Литмир - Электронная Библиотека

— Не смеши меня, мне больно смеяться! — простонала Ори, и Фили, сделав над собой титаническое усилие, повернулся к ней лицом и обнял ее, прижал к себе, и поцеловал. Наконец-то напряжение отпустило его. Шесть раз за утро? Кажется, так. Не считая предыдущих трех суток.

— Люблю, люблю, люблю, — пробормотал гном и зарылся в ее волосы лицом, — но теперь можешь ко мне неделю даже не лезть, и не пытаться. Посмотри, что мы друг с другом сделали. Тебе-то хорошо, легла и лежи, а мне ходить к Торину придется…

— От слова одного «ходить» у меня судороги, — хихикнула тихонько Ори из его подмышки, — как думаешь, само заживет?

Фили ничего не ответил: он уже спал. Или потерял сознание — разница после нескольких суток безумных болезненных сношений вряд ли могла быть существенна.

Сначала были руки. Тауриэль помнила их хорошо. Руки держали ее, слабую и безжизненную, подавали воду и гладили по спине. Без грубости. Без вожделения. Ладони мозолистые, но чуткие, пальцы, привычные к оружию, с короткими крупными ногтями.
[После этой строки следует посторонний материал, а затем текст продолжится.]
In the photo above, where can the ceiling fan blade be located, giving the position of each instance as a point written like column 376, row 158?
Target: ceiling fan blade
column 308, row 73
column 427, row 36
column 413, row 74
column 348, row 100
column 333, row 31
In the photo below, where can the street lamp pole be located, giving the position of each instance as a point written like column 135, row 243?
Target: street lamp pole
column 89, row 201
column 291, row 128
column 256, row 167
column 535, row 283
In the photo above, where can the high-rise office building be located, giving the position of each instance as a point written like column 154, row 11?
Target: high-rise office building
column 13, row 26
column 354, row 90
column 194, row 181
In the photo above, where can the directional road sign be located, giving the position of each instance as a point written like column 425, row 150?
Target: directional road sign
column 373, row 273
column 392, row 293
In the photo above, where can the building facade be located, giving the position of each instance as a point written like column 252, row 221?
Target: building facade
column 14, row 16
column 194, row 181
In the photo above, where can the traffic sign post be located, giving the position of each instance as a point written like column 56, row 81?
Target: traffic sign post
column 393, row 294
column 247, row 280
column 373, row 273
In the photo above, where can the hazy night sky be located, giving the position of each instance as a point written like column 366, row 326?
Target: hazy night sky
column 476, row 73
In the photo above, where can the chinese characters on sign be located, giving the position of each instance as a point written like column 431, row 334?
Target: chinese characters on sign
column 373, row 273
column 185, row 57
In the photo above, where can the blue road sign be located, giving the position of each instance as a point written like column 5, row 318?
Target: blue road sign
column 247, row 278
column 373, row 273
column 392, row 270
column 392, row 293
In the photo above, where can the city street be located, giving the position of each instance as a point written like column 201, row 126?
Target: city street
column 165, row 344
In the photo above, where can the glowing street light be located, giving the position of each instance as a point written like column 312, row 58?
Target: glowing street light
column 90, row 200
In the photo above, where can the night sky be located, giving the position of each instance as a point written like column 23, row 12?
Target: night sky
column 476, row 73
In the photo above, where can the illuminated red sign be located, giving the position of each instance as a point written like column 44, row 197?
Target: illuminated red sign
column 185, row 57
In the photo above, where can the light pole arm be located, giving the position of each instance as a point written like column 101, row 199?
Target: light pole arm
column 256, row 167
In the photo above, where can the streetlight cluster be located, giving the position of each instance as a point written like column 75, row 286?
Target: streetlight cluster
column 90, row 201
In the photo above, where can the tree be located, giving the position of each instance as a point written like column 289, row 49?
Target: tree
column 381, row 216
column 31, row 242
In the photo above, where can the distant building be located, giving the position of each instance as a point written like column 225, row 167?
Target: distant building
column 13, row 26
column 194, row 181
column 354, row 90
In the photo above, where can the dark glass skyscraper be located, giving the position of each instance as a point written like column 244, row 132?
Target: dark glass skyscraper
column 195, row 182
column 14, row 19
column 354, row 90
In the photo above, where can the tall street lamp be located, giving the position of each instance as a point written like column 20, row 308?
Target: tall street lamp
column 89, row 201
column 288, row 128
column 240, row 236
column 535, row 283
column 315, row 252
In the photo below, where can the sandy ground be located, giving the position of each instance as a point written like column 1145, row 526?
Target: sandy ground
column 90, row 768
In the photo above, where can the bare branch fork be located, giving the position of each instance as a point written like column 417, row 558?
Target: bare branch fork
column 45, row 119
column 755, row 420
Потом были глаза. Теплые, обеспокоенные. Карие. Их пристальной нежностью можно было захлебнуться. В них хотелось тонуть. Глаза следили за каждым движением рук, и за ней самой, за тем, как она эти движения принимала и реагировала на них. Потом к глазам и рукам добавились очертания лица и фигуры, растрепанные, пахнущие кожей и воском длинные темные волосы, а потом из отдельных элементов соткался образ Кили.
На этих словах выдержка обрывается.